Current risk assessment tools for UCH rarely combine marine climate projections with heritage site data. This limits the ability of heritage managers and policy-makers to identify which sites may face increasing environmental stress, or to plan monitoring and conservation actions. A simple, climate-informed method is therefore needed to support early screening, resource planning and long-term adaptation.
Here we propose URCHIN, the Underwater Risk Classification for Heritage INdex. URCHIN is a conceptual risk assessment tool for exploring climate-related threats on UCH. It combines marine climate data from the Copernicus Climate Change Service with geospatial datasets of underwater heritage sites. The method focuses on five variables: temperature, dissolved oxygen, water velocity, pH and salinity. These variables were selected because they are linked to key deterioration processes affecting submerged cultural heritage.

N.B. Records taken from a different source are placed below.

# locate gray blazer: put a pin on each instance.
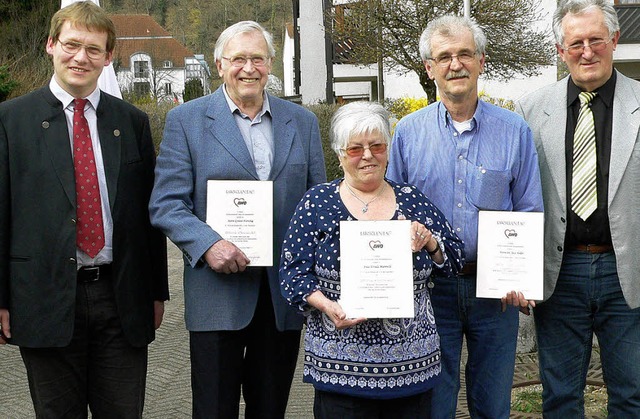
(546, 112)
(201, 142)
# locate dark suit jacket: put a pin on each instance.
(37, 219)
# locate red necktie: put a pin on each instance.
(89, 229)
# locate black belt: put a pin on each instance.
(469, 268)
(592, 248)
(94, 273)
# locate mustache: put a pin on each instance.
(457, 74)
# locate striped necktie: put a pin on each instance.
(584, 193)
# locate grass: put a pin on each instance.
(529, 400)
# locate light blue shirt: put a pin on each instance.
(491, 166)
(257, 134)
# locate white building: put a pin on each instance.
(149, 61)
(317, 81)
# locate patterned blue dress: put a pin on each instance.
(379, 358)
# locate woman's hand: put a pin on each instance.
(421, 237)
(333, 310)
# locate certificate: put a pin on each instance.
(376, 269)
(510, 254)
(241, 211)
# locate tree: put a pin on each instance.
(7, 84)
(192, 89)
(391, 29)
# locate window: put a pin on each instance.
(140, 69)
(141, 89)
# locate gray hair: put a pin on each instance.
(449, 26)
(357, 118)
(242, 27)
(581, 6)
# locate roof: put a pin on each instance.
(629, 18)
(140, 33)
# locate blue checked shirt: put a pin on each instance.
(492, 166)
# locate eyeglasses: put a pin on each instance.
(257, 61)
(358, 150)
(577, 49)
(73, 48)
(463, 58)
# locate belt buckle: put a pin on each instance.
(92, 270)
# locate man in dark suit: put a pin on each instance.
(242, 331)
(83, 275)
(587, 132)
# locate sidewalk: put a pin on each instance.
(168, 381)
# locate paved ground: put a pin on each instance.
(168, 386)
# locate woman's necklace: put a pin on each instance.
(365, 207)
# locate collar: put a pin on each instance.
(445, 117)
(66, 99)
(266, 107)
(605, 92)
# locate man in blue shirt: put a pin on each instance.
(467, 155)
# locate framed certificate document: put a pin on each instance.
(376, 269)
(241, 211)
(510, 254)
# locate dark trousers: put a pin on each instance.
(259, 359)
(99, 368)
(333, 406)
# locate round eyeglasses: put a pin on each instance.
(358, 150)
(446, 60)
(577, 49)
(73, 48)
(256, 60)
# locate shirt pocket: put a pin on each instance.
(489, 189)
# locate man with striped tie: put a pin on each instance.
(587, 130)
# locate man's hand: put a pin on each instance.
(5, 328)
(517, 299)
(225, 257)
(158, 313)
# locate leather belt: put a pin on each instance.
(94, 273)
(469, 268)
(592, 248)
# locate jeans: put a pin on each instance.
(491, 337)
(587, 300)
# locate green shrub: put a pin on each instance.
(157, 114)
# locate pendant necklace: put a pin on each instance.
(365, 207)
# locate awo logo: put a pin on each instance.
(375, 244)
(239, 201)
(510, 233)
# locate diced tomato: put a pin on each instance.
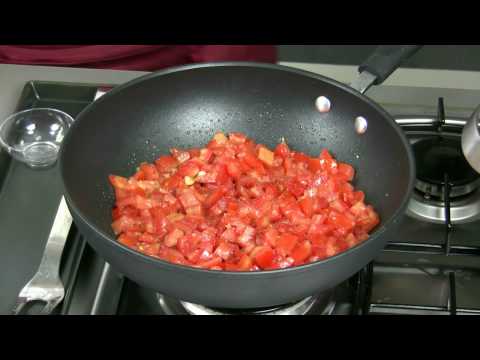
(172, 238)
(213, 262)
(282, 150)
(165, 163)
(264, 257)
(244, 264)
(214, 197)
(307, 205)
(236, 205)
(189, 168)
(150, 171)
(188, 199)
(266, 155)
(346, 171)
(234, 169)
(180, 155)
(226, 250)
(341, 220)
(116, 213)
(286, 243)
(300, 157)
(301, 252)
(127, 240)
(314, 165)
(254, 162)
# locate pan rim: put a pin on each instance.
(222, 273)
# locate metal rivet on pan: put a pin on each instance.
(360, 125)
(323, 104)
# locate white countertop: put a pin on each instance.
(417, 88)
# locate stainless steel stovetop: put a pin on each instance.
(431, 265)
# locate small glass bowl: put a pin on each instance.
(34, 136)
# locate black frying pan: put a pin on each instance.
(184, 107)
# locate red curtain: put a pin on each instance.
(132, 57)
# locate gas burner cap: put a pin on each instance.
(462, 210)
(321, 304)
(440, 156)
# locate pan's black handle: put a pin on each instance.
(386, 59)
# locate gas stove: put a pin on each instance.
(430, 266)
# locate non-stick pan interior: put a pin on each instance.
(185, 108)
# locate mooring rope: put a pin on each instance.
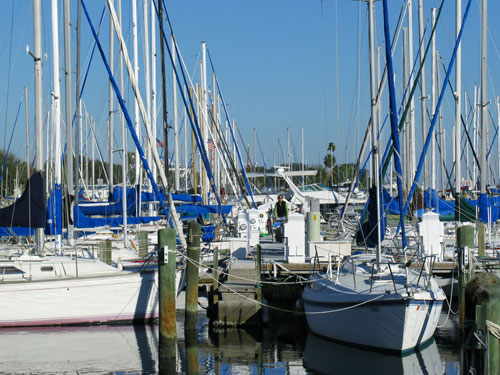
(278, 308)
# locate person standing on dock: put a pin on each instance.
(281, 209)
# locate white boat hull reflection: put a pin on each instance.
(327, 357)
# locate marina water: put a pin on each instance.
(280, 348)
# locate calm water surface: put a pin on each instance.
(284, 348)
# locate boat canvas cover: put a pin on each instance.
(438, 204)
(29, 210)
(367, 232)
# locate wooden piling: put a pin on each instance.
(484, 289)
(465, 240)
(191, 338)
(142, 238)
(105, 253)
(481, 333)
(480, 239)
(193, 259)
(166, 281)
(215, 288)
(258, 252)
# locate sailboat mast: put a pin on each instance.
(136, 104)
(78, 106)
(484, 109)
(176, 124)
(111, 108)
(124, 144)
(458, 96)
(27, 118)
(67, 102)
(57, 109)
(423, 98)
(37, 37)
(373, 94)
(433, 100)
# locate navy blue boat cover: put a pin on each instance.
(29, 210)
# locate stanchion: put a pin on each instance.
(193, 259)
(166, 281)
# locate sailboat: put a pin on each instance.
(372, 301)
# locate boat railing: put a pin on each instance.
(431, 259)
(373, 277)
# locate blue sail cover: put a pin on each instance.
(200, 209)
(488, 206)
(367, 232)
(29, 210)
(84, 221)
(116, 208)
(437, 204)
(389, 204)
(150, 197)
(54, 211)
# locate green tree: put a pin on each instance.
(329, 160)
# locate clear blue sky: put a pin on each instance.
(281, 64)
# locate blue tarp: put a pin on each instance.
(16, 231)
(439, 205)
(54, 211)
(150, 197)
(89, 208)
(367, 232)
(83, 221)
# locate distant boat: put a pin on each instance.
(394, 309)
(324, 356)
(62, 290)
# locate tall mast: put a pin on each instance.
(423, 98)
(484, 109)
(149, 156)
(406, 130)
(176, 123)
(56, 115)
(458, 96)
(111, 107)
(37, 31)
(136, 104)
(27, 119)
(68, 111)
(433, 99)
(373, 94)
(204, 115)
(412, 151)
(78, 117)
(124, 144)
(153, 81)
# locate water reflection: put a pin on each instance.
(327, 357)
(282, 348)
(82, 350)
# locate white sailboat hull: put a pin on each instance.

Each variable is grouped into low, medium or high anomaly classes and given a weight based on its likely contribution to UCH risks. These weighted values are then combined into a normalized score, which assigns each site to simplified risk levels. URCHIN also separates two planning scenarios: a near-term 5-year future for planning and research, and a longer 30-year scenario for adaptation and mitigation.
As a proof of concept, URCHIN is applied conceptually to the UK shipwreck data alongside marine biogeochemical and physical projections. The outcome is a predictive risk model, with screening tool that shows where environmental stress may increase under future climate conditions. This helps shift UCH conservation from reactive to preactive. Future work can add material-specific deterioration pathways, wider vulnerability factors and local conservation knowledge to support climate resilience for underwater heritage.